Despite running for 10 hours, the process did not complete and showed no signs of doing so even with extended time.

I experimented with various parameters, such as --max-extensions, --max-alignments, and --hard-hit-cap, but found that these adjustments had no effect and the samples continued to fail. However, when I modified the --rescue-algorithm parameter, I discovered that not using any rescue algorithm yielded unexpected results. Here is the log from a successful run of the same sample, with the only difference being the change in the --rescue-algorithm parameter (~/tools/vg giraffe -p -t 12 -A none --max-extensions 1600 -Z panMalus.d2.gbz -d panMalus.d2.dist -m panMalus.d2.min -f /ngsproject/qmyu/ncbi/public/re_sequence/2021_Plant_Biotechnol_J/rawreads/SRR14557116_1.fastq.gz -f /ngsproject/qmyu/ncbi/public/re_sequence/2021_Plant_Biotechnol_J/rawreads/SRR14557116_2.fastq.gz > SRR14557116.gam).:

Preparing Indexes Loading Minimizer Index Loading GBZ Loading Distance Index v2 Paging in Distance Index v2 Initializing MinimizerMapper Loading and initialization: 61.6039 seconds Of which Distance Index v2 paging: 1.47501 seconds Mapping reads to "-" (GAM) --watchdog-timeout 10 --match 1 --mismatch 4 --gap-open 6 --gap-extend 1 --full-l-bonus 5 --max-multimaps 1 --hit-cap 10 --hard-hit-cap 500 --score-fraction 0.9 --max-min 500 --num-bp-per-min 1000 --distance-limit 200 --max-extensions 1600 --max-alignments 8 --cluster-score 50 --pad-cluster-score 20 --cluster-coverage 0.3 --extension-score 1 --extension-set 20 --rescue-attempts 0 --max-fragment-length 2000 --paired-distance-limit 2 --rescue-subgraph-size 4 --rescue-seed-limit 100 --chaining-cluster-distance 100 --precluster-connection-coverage-threshold 0.3 --min-precluster-connections 10 --max-precluster-connections 50 --max-lookback-bases 100 --min-lookback-items 1 --lookback-item-hard-cap 15 --chain-score-threshold 100 --min-chains 1 --chain-min-score 100 --max-chain-connection 100 --max-tail-length 100 --max-dp-cells 16777216 --rescue-algorithm none Using fragment length estimate: 433.691 +/- 19.1175 Mapped 115609390 reads across 12 threads in 16840.4 seconds with 48.7877 additional single-threaded seconds. Mapping speed: 571.946 reads per second per thread Used 218606 CPU-seconds (including output). Achieved 528.848 reads per CPU-second (including output) Used 1164134888389127 CPU instructions (not including output). Mapping slowness: 10.0696 M instructions per read at 5325.26 M mapping instructions per inclusive CPU-second Memory footprint: 27.0476 GB

Based on this observation, could it be that the default --rescue-algorithm parameter is causing the warnings flagged by [vg::Watchdog] and leading to the failures? Additionally, I would like to inquire whether the Dozeu algorithm might be having an adverse effect when applied to samples with high sequencing depth.

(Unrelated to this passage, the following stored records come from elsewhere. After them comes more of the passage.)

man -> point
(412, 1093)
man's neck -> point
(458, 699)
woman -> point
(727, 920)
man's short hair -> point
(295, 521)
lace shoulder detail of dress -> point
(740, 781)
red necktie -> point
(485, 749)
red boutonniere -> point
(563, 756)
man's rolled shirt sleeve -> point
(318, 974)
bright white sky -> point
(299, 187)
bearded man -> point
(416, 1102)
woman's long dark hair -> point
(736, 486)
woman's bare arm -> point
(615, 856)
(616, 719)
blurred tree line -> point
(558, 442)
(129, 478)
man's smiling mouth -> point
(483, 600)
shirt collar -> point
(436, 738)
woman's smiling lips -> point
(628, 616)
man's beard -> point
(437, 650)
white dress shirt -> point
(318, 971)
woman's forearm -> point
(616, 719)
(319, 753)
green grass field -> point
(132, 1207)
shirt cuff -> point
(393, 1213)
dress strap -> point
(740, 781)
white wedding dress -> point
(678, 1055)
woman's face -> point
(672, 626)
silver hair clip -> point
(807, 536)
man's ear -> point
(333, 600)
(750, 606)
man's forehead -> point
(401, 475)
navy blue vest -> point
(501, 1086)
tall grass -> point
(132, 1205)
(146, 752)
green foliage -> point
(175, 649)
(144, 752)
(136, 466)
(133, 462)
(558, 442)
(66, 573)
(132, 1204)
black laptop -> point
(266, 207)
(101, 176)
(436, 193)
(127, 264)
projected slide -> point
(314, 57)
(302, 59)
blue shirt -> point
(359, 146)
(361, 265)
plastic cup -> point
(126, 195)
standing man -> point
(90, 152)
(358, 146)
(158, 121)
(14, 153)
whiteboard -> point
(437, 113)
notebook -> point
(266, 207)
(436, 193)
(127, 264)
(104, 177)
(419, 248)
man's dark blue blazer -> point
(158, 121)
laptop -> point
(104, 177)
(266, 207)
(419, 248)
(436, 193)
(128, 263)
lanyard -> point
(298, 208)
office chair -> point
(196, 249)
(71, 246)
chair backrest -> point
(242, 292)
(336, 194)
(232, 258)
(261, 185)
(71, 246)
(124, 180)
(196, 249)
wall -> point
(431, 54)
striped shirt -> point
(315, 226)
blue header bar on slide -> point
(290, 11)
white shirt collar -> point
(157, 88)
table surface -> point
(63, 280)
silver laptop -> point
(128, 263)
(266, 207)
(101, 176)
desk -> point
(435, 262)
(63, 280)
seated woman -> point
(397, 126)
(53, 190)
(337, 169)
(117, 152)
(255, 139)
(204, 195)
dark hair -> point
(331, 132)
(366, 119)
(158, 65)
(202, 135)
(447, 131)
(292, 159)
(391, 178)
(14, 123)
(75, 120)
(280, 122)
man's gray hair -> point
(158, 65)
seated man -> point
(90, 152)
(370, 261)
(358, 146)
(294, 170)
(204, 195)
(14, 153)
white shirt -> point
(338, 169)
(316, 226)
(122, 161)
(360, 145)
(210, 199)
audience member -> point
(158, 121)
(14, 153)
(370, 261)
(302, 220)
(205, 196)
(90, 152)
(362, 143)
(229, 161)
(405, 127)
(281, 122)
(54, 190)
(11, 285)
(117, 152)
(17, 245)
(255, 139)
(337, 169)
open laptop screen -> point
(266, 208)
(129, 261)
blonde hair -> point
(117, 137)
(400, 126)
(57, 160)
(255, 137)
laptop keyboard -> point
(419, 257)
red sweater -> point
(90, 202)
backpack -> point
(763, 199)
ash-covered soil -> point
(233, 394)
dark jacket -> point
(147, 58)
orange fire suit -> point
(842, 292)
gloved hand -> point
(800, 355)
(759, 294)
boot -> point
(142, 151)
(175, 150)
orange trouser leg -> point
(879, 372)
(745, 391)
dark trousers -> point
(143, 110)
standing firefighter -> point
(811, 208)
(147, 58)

I would greatly appreciate any insights or suggestions you might have regarding this issue.

Best regards,

Bo-Cheng Guo

polchan avatar Aug 07 '24 02:08 polchan

Hi, it could be the same problem https://github.com/vgteam/vg/issues/4207. I have solved this problem.

zhangyixing3 avatar Aug 07 '24 04:08 zhangyixing3

May be you could filter more samples from clip pangenome graph ,for example d5 or d8.

zhangyixing3 avatar Aug 07 '24 04:08 zhangyixing3

Hi, it could be the same problem #4207. I have solved this problem.

@zhangyixing3 Thanks your reply. I have been exploring various solutions to address the issue at hand. Specifically, I attempted renaming the graph, distance, and minimizer files and tested both on a local server and a HPC cluster. Unfortunately, these changes did not resolve the problem.

It was not until I modified the --rescue-algorithm parameter that I observed a significant improvement. Previously, I had been using the default Dozeu algorithm. By opting not to use any rescue algorithm (i.e., setting -A none), the samples that had previously failed to process were successfully computed into GAM files without triggering warning[vg::Watchdog].

Therefore, I suspect that the Dozeu rescue algorithm may be responsible for triggering the warning[vg::Watchdog].In particular, this issue may lead to program failures when dealing with sequencing files of high depth.

polchan avatar Aug 07 '24 06:08 polchan

In my opinion,some reads differ too much from the reference genome or map to complex regions. Giraffe executes the rescue-algorithm to handle such situations. You might find that some data is difficult to map, for example Thread 1 finally checked out after 62309 seconds and 0 kb memory growth processing: SRR19465.19470728, SRR19465.19470728 . Setting -A none directly might be another solution.

zhangyixing3 avatar Aug 07 '24 07:08 zhangyixing3

@zhangyixing3 In fact, all my samples belong to the same species, and the graph I used includes these species as well, making it unlikely that the issue is due to significant differences. Admittedly, I have not tested GSSW, so I cannot comment on its performance. Overall, I believe that the Dozeu algorithm may have issues with processing certain samples.

polchan avatar Aug 07 '24 13:08 polchan

I think the specific issue here is the complexity of the rescue subgraph.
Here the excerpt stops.